The threshold is determined entirely by `(prior, fp_cost, fn_cost)` —
the data is only used to compute precision / recall / F1 *at* that
threshold for reporting. This is intentional: Bayes-optimal is a
*derivation*, not an empirical search.

(bootstrap-refit)=
## When to refit threshold per bootstrap resample
A subtle methodological choice: when reporting a CI on F1 (or any
threshold-dependent metric), should the threshold be fixed once on the
full data, or refit on each bootstrap resample?

**Fix once (single-level bootstrap).** Use
[`bootstrap_ci`](../api/bootstrap.md) wrapping a
function that takes `(y_true, y_score)` and uses a pre-fit threshold.
The CI captures uncertainty in the *metric at this fixed threshold*.
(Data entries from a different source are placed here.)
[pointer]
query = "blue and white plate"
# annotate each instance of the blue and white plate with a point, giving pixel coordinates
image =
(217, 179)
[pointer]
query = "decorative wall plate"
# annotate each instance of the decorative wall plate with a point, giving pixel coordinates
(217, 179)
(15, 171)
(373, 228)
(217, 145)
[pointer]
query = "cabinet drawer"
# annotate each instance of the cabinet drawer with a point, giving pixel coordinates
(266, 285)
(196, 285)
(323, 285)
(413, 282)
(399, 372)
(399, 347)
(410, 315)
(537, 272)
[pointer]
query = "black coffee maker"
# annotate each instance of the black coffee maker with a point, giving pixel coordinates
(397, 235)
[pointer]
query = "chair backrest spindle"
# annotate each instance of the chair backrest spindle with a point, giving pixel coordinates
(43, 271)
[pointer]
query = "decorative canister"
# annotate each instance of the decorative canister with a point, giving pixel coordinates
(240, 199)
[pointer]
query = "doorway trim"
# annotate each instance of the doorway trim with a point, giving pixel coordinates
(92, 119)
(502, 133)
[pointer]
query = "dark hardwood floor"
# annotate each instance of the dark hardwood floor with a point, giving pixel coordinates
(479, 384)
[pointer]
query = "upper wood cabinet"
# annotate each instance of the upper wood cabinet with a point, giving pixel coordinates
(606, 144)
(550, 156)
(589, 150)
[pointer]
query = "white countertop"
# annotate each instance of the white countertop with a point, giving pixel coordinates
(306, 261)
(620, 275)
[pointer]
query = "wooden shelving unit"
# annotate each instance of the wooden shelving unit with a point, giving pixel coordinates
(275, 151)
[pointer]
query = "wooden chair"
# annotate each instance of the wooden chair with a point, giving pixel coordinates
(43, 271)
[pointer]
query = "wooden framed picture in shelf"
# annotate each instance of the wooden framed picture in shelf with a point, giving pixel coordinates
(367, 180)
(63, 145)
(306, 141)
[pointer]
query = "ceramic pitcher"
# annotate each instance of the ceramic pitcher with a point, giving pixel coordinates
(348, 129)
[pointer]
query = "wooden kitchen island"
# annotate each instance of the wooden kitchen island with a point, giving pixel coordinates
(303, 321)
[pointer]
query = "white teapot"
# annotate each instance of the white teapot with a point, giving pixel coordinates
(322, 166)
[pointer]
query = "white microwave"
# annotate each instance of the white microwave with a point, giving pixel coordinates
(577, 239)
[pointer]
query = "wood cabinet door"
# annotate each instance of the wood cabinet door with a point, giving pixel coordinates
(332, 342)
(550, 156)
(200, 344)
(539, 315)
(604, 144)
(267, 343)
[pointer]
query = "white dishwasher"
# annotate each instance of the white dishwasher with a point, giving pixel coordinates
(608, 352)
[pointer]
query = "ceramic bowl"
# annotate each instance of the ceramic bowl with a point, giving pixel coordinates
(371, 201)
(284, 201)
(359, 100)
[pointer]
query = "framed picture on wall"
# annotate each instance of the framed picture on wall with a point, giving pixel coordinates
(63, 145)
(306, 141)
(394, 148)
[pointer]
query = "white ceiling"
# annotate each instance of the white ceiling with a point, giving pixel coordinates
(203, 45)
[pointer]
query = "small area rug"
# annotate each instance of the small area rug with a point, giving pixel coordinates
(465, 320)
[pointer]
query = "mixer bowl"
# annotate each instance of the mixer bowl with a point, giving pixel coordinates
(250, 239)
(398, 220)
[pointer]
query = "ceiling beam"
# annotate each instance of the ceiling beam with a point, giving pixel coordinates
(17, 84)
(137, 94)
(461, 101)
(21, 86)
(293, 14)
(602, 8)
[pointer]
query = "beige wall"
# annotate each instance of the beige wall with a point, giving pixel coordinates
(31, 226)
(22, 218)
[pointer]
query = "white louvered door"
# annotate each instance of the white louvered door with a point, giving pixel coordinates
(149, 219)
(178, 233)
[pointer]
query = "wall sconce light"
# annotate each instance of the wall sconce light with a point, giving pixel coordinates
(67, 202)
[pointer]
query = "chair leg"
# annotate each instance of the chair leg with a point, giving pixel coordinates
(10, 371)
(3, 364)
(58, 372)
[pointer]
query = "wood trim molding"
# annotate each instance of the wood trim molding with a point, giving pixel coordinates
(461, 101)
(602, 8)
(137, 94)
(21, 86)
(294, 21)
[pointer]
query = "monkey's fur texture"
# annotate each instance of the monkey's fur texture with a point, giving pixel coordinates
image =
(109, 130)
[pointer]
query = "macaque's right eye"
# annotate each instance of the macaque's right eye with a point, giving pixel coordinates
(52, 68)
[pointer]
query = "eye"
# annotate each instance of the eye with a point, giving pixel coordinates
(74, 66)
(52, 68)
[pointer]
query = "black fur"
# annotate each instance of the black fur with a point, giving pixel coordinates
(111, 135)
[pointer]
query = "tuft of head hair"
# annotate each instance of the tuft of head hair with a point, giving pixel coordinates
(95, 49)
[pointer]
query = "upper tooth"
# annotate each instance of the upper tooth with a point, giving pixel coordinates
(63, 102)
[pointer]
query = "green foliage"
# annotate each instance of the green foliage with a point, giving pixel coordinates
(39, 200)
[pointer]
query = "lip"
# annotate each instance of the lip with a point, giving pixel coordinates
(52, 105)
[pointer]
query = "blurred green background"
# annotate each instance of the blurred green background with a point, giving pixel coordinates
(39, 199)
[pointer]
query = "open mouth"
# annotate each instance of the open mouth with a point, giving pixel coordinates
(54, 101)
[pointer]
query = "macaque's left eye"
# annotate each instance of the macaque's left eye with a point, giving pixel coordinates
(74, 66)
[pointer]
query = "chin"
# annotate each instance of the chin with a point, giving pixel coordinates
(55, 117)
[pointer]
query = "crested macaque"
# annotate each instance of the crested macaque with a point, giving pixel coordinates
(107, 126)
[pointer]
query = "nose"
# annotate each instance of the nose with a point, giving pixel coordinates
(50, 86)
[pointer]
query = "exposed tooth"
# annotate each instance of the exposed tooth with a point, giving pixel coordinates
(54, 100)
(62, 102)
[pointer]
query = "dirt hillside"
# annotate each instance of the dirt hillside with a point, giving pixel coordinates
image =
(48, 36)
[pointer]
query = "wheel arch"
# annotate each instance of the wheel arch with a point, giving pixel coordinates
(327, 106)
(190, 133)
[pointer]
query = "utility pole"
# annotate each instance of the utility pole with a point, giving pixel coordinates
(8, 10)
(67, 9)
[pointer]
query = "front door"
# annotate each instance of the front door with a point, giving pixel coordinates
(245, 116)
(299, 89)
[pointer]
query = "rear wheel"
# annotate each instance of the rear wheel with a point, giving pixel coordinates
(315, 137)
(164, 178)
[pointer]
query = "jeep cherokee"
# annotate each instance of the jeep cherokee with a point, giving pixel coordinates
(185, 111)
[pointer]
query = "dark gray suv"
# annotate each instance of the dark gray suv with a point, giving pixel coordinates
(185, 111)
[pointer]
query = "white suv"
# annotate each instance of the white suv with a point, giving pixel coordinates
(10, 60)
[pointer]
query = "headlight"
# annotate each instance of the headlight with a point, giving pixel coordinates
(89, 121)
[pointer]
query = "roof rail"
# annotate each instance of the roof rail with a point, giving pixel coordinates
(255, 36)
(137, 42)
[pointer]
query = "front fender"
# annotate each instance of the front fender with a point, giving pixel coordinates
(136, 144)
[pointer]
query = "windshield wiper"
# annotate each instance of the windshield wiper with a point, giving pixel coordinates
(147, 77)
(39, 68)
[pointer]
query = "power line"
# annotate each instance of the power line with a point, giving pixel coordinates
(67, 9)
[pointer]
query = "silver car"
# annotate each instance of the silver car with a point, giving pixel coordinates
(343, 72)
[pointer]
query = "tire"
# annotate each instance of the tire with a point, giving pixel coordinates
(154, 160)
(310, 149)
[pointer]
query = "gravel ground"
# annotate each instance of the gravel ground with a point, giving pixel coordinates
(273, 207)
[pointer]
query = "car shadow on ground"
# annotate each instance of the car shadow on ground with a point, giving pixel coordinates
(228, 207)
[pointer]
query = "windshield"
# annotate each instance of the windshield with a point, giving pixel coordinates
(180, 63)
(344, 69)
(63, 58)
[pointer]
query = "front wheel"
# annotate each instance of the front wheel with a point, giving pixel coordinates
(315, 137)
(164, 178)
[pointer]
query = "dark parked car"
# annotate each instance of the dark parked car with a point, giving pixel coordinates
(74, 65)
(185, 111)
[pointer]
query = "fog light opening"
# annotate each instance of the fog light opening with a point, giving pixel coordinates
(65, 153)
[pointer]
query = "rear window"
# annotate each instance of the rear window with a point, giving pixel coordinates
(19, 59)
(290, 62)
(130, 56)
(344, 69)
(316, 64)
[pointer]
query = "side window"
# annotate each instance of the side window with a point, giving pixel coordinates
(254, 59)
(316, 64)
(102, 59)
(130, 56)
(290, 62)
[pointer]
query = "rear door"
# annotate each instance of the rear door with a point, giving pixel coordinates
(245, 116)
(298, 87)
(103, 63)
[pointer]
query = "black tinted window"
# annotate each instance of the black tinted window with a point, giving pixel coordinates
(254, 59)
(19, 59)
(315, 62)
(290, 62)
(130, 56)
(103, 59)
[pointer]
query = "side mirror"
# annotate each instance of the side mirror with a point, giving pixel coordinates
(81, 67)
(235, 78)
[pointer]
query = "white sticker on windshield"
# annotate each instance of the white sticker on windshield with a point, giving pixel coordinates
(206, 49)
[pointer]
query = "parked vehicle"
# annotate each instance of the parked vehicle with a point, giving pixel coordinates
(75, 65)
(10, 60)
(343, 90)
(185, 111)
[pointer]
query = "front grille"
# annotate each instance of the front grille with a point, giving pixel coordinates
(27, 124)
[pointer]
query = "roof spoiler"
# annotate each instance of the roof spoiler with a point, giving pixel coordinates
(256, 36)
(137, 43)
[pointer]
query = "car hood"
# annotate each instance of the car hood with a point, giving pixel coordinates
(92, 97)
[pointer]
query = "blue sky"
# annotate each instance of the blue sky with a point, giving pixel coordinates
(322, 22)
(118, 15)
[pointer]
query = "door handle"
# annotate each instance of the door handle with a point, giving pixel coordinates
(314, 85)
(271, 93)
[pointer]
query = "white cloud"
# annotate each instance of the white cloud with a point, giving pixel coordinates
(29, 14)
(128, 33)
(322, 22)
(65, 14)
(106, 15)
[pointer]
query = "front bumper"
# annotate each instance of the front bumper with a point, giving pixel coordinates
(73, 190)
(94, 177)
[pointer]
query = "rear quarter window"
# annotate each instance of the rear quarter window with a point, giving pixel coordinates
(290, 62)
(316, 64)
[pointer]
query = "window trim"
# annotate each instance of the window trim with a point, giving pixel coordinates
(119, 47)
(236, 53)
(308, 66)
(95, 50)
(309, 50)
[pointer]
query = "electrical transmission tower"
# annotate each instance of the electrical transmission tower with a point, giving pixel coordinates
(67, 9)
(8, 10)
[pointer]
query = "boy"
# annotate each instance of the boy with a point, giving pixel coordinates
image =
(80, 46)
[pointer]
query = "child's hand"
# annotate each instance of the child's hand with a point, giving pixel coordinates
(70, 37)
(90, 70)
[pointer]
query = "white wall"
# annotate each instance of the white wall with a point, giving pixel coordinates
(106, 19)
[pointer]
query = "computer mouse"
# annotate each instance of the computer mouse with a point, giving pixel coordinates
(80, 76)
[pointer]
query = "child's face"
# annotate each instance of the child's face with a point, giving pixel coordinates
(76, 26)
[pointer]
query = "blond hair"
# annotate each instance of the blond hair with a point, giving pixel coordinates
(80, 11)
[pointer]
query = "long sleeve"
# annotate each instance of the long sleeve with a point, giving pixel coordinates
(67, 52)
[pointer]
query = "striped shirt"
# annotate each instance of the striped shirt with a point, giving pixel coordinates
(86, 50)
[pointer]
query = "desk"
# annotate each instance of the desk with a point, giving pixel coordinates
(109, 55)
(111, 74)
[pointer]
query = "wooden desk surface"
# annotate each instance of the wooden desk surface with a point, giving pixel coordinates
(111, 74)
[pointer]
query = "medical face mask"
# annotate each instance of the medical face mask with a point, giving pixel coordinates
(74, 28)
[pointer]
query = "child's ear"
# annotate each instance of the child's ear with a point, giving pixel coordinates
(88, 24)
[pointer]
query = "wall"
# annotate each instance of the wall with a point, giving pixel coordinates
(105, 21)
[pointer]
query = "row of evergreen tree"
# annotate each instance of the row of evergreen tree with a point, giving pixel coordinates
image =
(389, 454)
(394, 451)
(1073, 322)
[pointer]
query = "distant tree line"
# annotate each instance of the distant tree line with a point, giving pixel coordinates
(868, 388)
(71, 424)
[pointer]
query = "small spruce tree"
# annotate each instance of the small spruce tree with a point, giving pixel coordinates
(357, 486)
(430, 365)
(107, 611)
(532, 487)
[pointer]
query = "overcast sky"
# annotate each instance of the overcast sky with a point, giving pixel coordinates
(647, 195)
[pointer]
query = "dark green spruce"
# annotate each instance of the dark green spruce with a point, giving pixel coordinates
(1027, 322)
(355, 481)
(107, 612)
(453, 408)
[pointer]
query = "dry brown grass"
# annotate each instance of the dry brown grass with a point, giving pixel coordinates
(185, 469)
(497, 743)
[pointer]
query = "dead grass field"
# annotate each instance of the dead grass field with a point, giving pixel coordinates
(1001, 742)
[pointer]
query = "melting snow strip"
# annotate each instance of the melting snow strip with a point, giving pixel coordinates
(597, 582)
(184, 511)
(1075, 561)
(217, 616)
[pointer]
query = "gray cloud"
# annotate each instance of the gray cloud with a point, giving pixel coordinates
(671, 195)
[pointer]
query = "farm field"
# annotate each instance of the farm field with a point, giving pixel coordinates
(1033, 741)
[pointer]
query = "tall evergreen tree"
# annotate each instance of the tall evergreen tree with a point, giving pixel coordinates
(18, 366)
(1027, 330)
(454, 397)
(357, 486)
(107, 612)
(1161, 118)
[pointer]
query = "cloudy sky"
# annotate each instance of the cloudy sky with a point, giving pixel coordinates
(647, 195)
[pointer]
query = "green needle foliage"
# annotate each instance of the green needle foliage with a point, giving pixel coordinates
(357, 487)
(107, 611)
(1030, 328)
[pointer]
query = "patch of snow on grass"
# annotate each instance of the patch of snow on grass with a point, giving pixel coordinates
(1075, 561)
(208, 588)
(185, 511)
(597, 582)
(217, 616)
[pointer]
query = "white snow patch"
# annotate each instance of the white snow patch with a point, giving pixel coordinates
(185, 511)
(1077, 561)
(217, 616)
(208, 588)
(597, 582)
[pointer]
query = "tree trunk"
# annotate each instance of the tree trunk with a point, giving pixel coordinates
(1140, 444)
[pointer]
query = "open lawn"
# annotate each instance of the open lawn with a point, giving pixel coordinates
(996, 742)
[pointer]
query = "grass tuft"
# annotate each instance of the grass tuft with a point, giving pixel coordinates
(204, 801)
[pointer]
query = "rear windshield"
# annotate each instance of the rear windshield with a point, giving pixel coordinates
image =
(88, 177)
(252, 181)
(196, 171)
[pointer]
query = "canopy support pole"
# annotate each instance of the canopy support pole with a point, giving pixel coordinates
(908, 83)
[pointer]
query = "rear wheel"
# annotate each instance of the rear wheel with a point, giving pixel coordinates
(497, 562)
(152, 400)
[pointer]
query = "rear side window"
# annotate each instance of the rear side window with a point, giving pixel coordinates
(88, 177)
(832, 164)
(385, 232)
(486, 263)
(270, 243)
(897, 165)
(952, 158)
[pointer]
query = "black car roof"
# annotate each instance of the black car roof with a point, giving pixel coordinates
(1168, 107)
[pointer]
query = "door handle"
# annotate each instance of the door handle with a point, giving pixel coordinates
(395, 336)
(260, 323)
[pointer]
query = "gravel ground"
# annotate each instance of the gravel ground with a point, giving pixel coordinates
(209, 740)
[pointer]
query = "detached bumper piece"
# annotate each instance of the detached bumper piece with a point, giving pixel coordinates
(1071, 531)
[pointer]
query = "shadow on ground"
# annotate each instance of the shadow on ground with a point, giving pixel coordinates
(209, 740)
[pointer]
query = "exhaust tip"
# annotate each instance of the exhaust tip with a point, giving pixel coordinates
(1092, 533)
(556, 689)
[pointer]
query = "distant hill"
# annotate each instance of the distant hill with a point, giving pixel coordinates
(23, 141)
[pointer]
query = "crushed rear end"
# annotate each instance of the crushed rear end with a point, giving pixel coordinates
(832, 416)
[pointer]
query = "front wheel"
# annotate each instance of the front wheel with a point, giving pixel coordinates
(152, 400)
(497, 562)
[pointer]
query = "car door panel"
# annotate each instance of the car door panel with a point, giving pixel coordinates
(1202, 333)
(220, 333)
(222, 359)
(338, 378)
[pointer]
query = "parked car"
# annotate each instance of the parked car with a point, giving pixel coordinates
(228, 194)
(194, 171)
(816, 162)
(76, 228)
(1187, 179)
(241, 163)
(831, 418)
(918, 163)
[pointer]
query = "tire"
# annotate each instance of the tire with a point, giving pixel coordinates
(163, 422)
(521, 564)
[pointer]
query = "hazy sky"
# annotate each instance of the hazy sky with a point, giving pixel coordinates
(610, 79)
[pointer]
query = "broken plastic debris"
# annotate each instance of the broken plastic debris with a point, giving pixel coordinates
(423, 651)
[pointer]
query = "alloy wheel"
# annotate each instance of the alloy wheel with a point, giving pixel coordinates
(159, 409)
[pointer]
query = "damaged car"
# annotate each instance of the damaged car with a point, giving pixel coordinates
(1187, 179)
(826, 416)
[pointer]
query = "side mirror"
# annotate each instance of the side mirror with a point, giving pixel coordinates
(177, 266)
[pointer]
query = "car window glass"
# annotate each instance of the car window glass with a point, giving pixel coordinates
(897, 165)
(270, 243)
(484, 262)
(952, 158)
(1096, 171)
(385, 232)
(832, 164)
**Refit per resample (two-level bootstrap).** Use
[`paired_bootstrap_op_point_diff`](../api/bootstrap.md)
which re-runs the threshold selection on each resample, then computes
the metric. The CI captures *both* the metric uncertainty and the
threshold-selection uncertainty.

**Which to use.** Refit per resample when the threshold-selection rule
has meaningful variance (small slices, noisy PR curves) AND you're
reporting *operating-point* metrics (F1, precision, recall) AND the
operational deployment will re-run threshold selection on each new data
batch. Otherwise fix once — simpler, narrower CI, easier to interpret.

The two-level bootstrap CI is wider (often 1.5–2× wider) than the
fixed-threshold CI because it includes selection variance. Reporting the
narrower one when the deployment really refits is overconfident.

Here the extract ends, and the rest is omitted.